Under the SBA’s 504 fixed asset loan program, borrowers may now take advantage of today’s generally lower prevailing interest rates by refinancing an existing 504 loan that may have been fixed in the past at a higher interest rate than that which is available today. And, again, the SBA guaranty fee has been eliminated. Additionally, the SBA has been authorized to support these loans in the secondary market, restoring liquidity to the marketplace.
One key point is that these enhancements are designed to get the economy going and are not intended to be permanent. The SBA estimates that these stimulative enhancements will be available through December 31st although, obviously, this is subject to further legislative change should Congress deem it appropriate.

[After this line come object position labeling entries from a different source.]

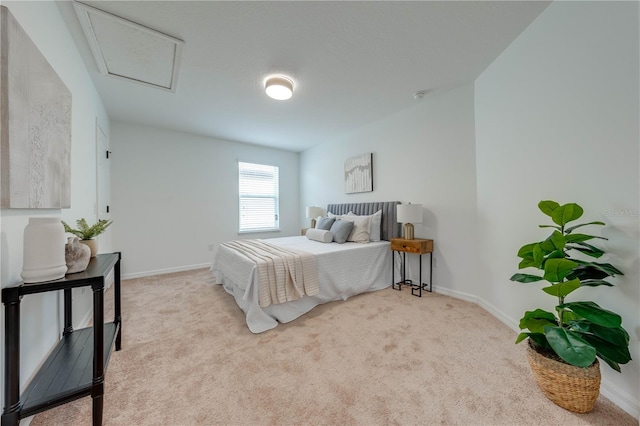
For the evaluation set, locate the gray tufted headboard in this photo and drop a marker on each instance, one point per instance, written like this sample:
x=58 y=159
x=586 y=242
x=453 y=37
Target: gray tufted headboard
x=390 y=227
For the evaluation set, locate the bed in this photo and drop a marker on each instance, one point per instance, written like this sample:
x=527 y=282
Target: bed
x=343 y=270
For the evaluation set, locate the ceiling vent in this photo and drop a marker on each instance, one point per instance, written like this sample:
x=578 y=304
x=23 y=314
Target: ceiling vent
x=130 y=51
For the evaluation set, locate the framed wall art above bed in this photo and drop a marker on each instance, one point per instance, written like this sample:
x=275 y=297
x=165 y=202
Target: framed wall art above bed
x=358 y=174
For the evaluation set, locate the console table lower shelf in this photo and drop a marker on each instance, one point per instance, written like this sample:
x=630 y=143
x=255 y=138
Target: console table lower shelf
x=67 y=374
x=77 y=365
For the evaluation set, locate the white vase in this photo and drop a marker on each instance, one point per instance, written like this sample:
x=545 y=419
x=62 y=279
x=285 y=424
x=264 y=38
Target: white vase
x=76 y=255
x=43 y=255
x=93 y=246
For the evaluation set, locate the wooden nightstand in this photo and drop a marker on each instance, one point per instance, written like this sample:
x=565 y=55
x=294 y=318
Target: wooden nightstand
x=416 y=246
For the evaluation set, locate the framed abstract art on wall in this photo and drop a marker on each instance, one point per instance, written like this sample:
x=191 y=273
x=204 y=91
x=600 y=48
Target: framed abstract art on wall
x=35 y=125
x=358 y=174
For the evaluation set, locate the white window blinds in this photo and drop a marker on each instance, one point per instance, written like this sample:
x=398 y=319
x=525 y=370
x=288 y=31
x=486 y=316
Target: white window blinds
x=259 y=191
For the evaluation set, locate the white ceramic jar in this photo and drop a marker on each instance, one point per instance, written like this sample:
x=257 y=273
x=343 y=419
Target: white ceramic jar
x=43 y=252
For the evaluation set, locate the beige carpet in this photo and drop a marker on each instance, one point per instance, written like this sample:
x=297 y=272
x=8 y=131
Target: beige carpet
x=383 y=358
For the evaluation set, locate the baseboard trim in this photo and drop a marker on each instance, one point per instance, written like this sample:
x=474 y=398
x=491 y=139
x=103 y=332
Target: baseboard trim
x=611 y=393
x=165 y=271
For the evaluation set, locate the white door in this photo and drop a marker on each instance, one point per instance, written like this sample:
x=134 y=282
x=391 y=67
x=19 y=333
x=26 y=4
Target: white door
x=103 y=190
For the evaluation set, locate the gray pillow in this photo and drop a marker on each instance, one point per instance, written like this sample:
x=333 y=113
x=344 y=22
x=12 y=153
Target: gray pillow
x=341 y=230
x=325 y=223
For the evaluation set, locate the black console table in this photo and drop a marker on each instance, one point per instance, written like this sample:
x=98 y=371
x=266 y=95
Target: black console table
x=76 y=367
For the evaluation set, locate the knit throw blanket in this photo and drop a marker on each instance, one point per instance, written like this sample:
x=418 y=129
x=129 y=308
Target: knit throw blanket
x=282 y=274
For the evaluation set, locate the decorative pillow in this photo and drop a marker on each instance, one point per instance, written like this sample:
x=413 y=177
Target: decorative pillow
x=341 y=230
x=375 y=233
x=321 y=235
x=325 y=223
x=360 y=231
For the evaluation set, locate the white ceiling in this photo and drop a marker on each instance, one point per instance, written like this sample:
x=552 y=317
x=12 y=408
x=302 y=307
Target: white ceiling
x=352 y=62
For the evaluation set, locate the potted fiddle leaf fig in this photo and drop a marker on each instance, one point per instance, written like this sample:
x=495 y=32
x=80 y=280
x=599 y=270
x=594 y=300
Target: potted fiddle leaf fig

Another key point to keep in mind is that the decision to lend still rests with the banks and the banks are under heightened regulatory scrutiny today. Four banks in SoCal have been seized and another ten have had regulatory sanctions imposed on them recently and it has been estimated that as many as twenty banks in southern California will fail by the end of this year. So, yes, the “stimulus” bill and the SBA are making it more attractive for banks to lend to small businesses, but banks are being told by their regulators to tighten their underwriting standards. So, if you have a solid, up to date business plan (remember, the banks underwriting standards are getting tighter) and collateral, it may be time to speak with your bank’s SBA Lending Department again.